Cash Flow Generation and Capital Distribution
Cash used by operations totaled $13.9 million in the first quarter, compared to $56.7 million in the first quarter of 2021. The $42.8 million improvement was primarily due to a $97.0 million increase in net income, partially offset by a $288.5 million sequential increase in net operating working capital in the first quarter of 2022, compared to a $251.8 million sequential increase in the first quarter of 2021. The increase in net operating working capital in the first quarter of 2022 resulted primarily from a $479.0 million sequential increase in accounts receivable and contract assets, compared to a $190.4 million sequential increase in total accounts payable and accrued transportation expense.
In the first quarter of 2022, $250.6 million of cash was returned to shareholders, with $177.7 million in total repurchases of common stock and $72.9 million in cash dividends.
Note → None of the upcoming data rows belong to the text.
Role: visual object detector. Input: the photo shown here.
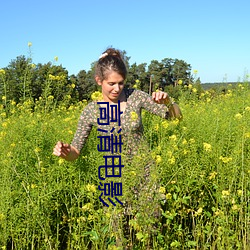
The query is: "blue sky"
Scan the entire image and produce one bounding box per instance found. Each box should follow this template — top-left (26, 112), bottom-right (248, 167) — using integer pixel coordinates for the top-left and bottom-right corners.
top-left (1, 0), bottom-right (249, 83)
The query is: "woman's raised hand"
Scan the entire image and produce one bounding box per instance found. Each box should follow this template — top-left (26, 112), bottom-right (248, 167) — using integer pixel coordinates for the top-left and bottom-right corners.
top-left (152, 91), bottom-right (171, 104)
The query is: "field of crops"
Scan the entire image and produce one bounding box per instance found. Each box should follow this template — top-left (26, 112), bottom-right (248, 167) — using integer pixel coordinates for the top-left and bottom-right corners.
top-left (0, 83), bottom-right (249, 249)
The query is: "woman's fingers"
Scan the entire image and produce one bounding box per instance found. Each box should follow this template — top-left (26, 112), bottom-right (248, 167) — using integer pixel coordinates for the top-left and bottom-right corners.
top-left (53, 141), bottom-right (70, 157)
top-left (152, 91), bottom-right (170, 104)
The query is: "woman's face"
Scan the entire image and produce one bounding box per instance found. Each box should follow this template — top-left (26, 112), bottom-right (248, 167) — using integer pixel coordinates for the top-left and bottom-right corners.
top-left (96, 71), bottom-right (125, 103)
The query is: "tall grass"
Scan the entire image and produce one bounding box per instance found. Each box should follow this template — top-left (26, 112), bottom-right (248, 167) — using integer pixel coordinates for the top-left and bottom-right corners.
top-left (0, 83), bottom-right (249, 249)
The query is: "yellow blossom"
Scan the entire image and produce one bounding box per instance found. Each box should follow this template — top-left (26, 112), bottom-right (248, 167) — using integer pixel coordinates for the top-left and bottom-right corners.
top-left (31, 184), bottom-right (37, 189)
top-left (48, 74), bottom-right (55, 80)
top-left (182, 139), bottom-right (187, 145)
top-left (48, 95), bottom-right (54, 100)
top-left (188, 84), bottom-right (193, 89)
top-left (71, 83), bottom-right (76, 89)
top-left (2, 96), bottom-right (6, 100)
top-left (192, 88), bottom-right (197, 93)
top-left (208, 171), bottom-right (217, 180)
top-left (193, 69), bottom-right (198, 74)
top-left (54, 56), bottom-right (58, 61)
top-left (222, 190), bottom-right (230, 197)
top-left (130, 171), bottom-right (136, 176)
top-left (159, 186), bottom-right (166, 194)
top-left (86, 184), bottom-right (97, 193)
top-left (171, 119), bottom-right (179, 126)
top-left (232, 204), bottom-right (239, 211)
top-left (168, 156), bottom-right (175, 165)
top-left (161, 120), bottom-right (168, 128)
top-left (91, 91), bottom-right (103, 101)
top-left (245, 106), bottom-right (250, 112)
top-left (154, 123), bottom-right (159, 131)
top-left (34, 147), bottom-right (41, 153)
top-left (130, 111), bottom-right (138, 121)
top-left (2, 122), bottom-right (7, 128)
top-left (155, 155), bottom-right (162, 164)
top-left (0, 213), bottom-right (5, 221)
top-left (165, 193), bottom-right (172, 199)
top-left (0, 69), bottom-right (6, 75)
top-left (237, 189), bottom-right (243, 196)
top-left (214, 209), bottom-right (223, 216)
top-left (169, 134), bottom-right (177, 141)
top-left (82, 203), bottom-right (93, 212)
top-left (135, 79), bottom-right (140, 83)
top-left (219, 156), bottom-right (232, 164)
top-left (234, 113), bottom-right (242, 120)
top-left (11, 100), bottom-right (16, 105)
top-left (58, 158), bottom-right (64, 165)
top-left (133, 84), bottom-right (138, 89)
top-left (194, 207), bottom-right (203, 216)
top-left (189, 138), bottom-right (195, 144)
top-left (178, 79), bottom-right (183, 85)
top-left (203, 142), bottom-right (212, 152)
top-left (28, 42), bottom-right (32, 47)
top-left (245, 132), bottom-right (250, 138)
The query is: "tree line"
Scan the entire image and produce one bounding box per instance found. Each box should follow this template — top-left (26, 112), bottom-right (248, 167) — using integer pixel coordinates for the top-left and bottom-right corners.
top-left (0, 51), bottom-right (200, 106)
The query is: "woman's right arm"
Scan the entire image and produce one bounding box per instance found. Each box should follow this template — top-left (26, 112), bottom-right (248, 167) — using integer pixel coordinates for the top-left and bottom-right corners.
top-left (53, 102), bottom-right (95, 161)
top-left (53, 141), bottom-right (80, 161)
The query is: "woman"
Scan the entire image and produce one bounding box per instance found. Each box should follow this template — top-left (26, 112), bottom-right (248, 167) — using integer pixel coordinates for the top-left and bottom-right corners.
top-left (53, 47), bottom-right (182, 246)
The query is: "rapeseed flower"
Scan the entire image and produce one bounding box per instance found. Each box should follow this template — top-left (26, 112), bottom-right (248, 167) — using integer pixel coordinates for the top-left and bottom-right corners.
top-left (169, 134), bottom-right (177, 141)
top-left (91, 91), bottom-right (103, 101)
top-left (81, 203), bottom-right (93, 212)
top-left (0, 69), bottom-right (5, 75)
top-left (154, 124), bottom-right (159, 131)
top-left (222, 190), bottom-right (230, 197)
top-left (86, 184), bottom-right (97, 193)
top-left (0, 214), bottom-right (5, 221)
top-left (165, 193), bottom-right (172, 199)
top-left (28, 42), bottom-right (32, 47)
top-left (155, 155), bottom-right (162, 164)
top-left (232, 204), bottom-right (239, 211)
top-left (203, 142), bottom-right (212, 152)
top-left (168, 156), bottom-right (175, 165)
top-left (158, 186), bottom-right (166, 194)
top-left (234, 113), bottom-right (242, 120)
top-left (54, 56), bottom-right (58, 62)
top-left (194, 207), bottom-right (203, 216)
top-left (162, 120), bottom-right (168, 128)
top-left (237, 189), bottom-right (243, 196)
top-left (208, 171), bottom-right (217, 180)
top-left (130, 111), bottom-right (138, 121)
top-left (219, 156), bottom-right (232, 164)
top-left (178, 79), bottom-right (183, 85)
Capital expenditures totaled $26.2 million in the quarter. Capital expenditures for 2022 are expected to be $90 million to $100 million, primarily driven by technology investments in our digital platform.
Outlook
“As questions linger about the impact on global economic growth from the Russian invasion of Ukraine, higher energy prices and inflationary pressures, among other impacts, we believe that our global suite of multimodal services, our growing digital platform, and our resilient and flexible non-asset-based business model will continue to deliver strong financial results through the cycle,” Biesterfeld stated. “We will continue to benefit from our product and technology investments while delivering on opportunities to integrate our services to help our customers solve their complex global supply chain issues. We are uniquely positioned to orchestrate end-to-end supply chain success for our customers and to help them not only navigate uncertain market conditions, but to succeed in doing so. One of the core values we live by is to evolve constantly. To advance our industry leadership in a more digital environment, we are evolving to a product-led organization by reorienting the intersection of our growth strategy and our engineering and technology teams with the needs of our customers and carriers, and we’ll continue to differentiate ourselves in the market by having great people that our customers can rely on. I’m excited by the initial results from the enhancements that were rolled out in February for our Navisphere Carrier product. We’ll continue to build on our customer-centric commitment by continuing to invest in smart, customer and carrier-focused products, and we’ll launch several new products that we believe will benefit our customers and carriers as we continue to build out the most powerful supply chain platform.”